Berger, Tönle mène, en cette seconde moitié du XIXe siècle et comme, avant lui, tant de générations, l’existence rythmée par les saisons, par les travaux agricoles et par les traditions de son village. Pour joindre les deux bouts, mais aussi peut-être un peu parce que cette montagne à la frontière du royaume d'Italie et de l'Empire austro-hongrois appelle à l’aventure, il se fait contrebandier, colporteur, et sillonnant à pied toute l’Europe Centrale, exerce les mille métiers – soldat, mineur, jardinier, gardien de chevaux... – que ses boucles itinérantes mettent sur sa route avant de toujours le ramener auprès des siens et de ses moutons, sur ces alpages ailleurs desquels il ne saurait vivre longtemps. Lorsqu'en 1914 la guerre éclate et commence par lui rogner les ailes en le confinant du côté italien, il ne se doute pas encore qu'en plein sur la ligne de front, il ne restera bientôt plus grand chose des villages bombardés du plateau d'Asiago. Refusant de se joindre à la population déplacée, il restera le plus longtemps possible auprès de son troupeau, avant de connaître un sort fortement calqué sur celui de l’auteur lors du conflit suivant, mais à la conclusion immensément plus tragique. La guerre ne se contente pas de tuer et de détruire : elle accélère aussi les mutations de la société, tournant définitivement certaines pages. Sur le plateau d’Asiago si longtemps préservé, c’est le chant du cygne d’un mode de vie et d'une identité culturelle ancestrale qui mène au désespoir le vieux Tönle…

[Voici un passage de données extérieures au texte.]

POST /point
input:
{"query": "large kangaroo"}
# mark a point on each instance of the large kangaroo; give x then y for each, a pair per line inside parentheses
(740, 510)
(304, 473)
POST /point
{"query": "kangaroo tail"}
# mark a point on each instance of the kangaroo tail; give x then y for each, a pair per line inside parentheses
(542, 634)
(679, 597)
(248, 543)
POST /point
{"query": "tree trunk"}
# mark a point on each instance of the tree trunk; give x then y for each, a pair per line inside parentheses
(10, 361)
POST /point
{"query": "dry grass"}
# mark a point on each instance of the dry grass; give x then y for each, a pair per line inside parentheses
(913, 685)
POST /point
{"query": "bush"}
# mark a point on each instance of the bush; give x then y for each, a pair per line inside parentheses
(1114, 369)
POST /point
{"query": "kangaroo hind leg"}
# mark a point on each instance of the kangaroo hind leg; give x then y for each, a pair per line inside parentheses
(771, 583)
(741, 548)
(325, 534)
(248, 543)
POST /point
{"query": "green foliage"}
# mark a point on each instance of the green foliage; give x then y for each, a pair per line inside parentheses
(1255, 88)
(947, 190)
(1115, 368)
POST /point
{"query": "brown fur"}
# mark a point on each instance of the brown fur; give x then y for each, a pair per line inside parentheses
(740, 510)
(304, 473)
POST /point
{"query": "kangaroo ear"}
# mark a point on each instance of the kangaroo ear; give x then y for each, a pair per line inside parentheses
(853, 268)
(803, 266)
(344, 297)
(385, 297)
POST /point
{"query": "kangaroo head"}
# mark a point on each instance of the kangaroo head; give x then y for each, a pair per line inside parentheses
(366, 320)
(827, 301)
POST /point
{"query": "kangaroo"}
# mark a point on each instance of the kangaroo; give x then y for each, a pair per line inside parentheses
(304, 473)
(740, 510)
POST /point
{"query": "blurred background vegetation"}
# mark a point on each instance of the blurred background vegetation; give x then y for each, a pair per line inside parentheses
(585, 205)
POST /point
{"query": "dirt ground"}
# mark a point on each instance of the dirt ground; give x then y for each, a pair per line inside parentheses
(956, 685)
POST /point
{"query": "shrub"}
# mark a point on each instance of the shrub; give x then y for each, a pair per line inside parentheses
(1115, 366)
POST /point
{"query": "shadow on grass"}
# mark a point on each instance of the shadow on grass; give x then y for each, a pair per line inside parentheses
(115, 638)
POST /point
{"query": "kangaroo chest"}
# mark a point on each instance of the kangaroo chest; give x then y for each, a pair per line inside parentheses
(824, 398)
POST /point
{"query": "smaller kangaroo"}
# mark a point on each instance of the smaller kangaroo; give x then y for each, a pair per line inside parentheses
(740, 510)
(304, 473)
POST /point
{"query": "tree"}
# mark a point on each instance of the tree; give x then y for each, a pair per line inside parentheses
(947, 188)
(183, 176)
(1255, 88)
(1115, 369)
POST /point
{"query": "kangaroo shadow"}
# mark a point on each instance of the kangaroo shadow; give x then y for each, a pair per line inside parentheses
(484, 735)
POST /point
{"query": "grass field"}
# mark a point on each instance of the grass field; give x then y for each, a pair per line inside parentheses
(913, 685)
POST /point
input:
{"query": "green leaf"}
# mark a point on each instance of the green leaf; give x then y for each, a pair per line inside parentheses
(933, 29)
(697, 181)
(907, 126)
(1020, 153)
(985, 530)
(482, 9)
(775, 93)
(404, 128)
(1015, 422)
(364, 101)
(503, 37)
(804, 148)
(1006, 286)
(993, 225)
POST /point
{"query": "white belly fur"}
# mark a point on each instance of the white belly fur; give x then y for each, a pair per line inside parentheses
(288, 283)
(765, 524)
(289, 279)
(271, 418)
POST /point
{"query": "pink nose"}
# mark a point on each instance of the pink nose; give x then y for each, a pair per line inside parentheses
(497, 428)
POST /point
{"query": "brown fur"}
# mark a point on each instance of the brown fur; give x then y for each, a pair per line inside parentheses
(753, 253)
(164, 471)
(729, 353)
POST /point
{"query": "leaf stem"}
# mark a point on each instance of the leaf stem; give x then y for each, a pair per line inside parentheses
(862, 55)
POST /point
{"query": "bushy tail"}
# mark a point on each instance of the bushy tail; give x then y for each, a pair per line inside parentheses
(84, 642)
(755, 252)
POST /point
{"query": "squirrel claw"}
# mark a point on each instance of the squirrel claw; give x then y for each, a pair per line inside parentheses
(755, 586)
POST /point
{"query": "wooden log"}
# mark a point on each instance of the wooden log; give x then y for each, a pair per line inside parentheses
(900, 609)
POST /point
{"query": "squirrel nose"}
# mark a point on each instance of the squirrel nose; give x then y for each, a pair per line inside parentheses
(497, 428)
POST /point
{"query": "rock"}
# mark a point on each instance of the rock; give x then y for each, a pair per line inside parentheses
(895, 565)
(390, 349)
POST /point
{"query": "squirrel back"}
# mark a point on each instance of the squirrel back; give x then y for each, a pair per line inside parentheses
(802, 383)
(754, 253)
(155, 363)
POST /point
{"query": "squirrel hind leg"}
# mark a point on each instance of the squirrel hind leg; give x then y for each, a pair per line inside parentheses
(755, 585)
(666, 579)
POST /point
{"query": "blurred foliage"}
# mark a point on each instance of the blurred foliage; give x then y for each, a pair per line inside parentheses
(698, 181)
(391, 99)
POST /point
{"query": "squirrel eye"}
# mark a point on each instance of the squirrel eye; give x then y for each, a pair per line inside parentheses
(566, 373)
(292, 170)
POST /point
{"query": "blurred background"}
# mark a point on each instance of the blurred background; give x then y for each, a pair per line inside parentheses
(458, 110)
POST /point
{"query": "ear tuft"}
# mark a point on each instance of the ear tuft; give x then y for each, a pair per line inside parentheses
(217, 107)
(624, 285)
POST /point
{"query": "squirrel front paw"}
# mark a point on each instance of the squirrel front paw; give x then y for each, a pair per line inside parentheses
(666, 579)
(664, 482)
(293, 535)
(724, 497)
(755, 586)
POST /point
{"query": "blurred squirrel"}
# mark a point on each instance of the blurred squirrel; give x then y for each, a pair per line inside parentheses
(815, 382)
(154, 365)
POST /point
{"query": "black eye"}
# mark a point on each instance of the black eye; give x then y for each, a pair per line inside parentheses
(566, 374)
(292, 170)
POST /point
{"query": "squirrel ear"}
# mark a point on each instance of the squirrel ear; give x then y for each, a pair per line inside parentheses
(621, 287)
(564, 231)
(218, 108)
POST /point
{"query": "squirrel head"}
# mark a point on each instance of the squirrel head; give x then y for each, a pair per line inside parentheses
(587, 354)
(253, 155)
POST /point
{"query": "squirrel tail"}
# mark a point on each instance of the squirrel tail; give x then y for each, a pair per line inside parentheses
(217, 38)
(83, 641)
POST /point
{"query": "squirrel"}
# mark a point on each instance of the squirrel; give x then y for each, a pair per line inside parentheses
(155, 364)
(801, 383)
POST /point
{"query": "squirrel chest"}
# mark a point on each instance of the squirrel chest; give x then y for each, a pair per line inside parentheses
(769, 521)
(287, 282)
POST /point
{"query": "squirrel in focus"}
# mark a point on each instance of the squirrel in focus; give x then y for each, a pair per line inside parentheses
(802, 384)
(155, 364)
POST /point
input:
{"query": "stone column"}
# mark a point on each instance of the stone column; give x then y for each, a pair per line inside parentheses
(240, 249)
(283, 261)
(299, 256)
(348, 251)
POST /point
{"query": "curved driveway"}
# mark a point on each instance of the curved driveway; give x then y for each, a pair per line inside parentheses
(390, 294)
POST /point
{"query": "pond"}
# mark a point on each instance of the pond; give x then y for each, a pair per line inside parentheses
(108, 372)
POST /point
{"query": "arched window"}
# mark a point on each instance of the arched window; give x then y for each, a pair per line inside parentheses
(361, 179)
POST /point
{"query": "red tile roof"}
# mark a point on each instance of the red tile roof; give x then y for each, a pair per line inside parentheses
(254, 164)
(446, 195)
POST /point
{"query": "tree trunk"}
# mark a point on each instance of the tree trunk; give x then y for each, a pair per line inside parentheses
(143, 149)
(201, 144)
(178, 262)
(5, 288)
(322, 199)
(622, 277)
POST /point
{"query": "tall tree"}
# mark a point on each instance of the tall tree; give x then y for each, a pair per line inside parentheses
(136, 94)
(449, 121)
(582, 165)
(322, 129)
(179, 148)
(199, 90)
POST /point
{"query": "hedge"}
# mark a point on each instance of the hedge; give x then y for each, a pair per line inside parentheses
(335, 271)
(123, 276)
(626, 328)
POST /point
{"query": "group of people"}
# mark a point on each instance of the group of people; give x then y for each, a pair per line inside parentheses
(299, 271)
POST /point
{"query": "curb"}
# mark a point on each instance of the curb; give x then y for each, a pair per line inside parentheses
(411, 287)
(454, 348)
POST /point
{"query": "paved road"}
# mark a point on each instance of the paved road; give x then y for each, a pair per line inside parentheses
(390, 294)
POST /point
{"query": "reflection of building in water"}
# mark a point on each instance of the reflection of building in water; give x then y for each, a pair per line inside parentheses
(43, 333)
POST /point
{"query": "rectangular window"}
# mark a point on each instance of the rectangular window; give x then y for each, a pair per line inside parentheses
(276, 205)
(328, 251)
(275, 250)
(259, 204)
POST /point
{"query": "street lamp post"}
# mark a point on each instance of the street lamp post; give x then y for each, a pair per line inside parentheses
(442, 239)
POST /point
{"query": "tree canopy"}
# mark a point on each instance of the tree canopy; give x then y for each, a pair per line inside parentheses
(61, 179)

La narration sans fioritures de Mario Rigoni Stern redonne vie à ces hommes et à ces femmes d’un autre siècle avec un réalisme et une authenticité sans défaut. L’on pense à Frison-Roche pour un certain nombre de points communs entre les deux hommes et leur œuvre. Quand, entre deux récits de montagne et d’aventure saharienne, l’écrivain français nous conte la sédentarisation forcée des Lapons, au même moment de l’autre côté des Alpes, l’auteur italien s‘attache à la mémoire du tout petit peuple cimbre, partageant, au fil de son écriture habitée et au travers d’un personnage clairement son alter ego, la nostalgie d’un homme épris de nature et de liberté pour qui la modernité fait figure de prison. Une bien belle redécouverte que nous permettent les éditions Gallmeister avec cette toute nouvelle traduction.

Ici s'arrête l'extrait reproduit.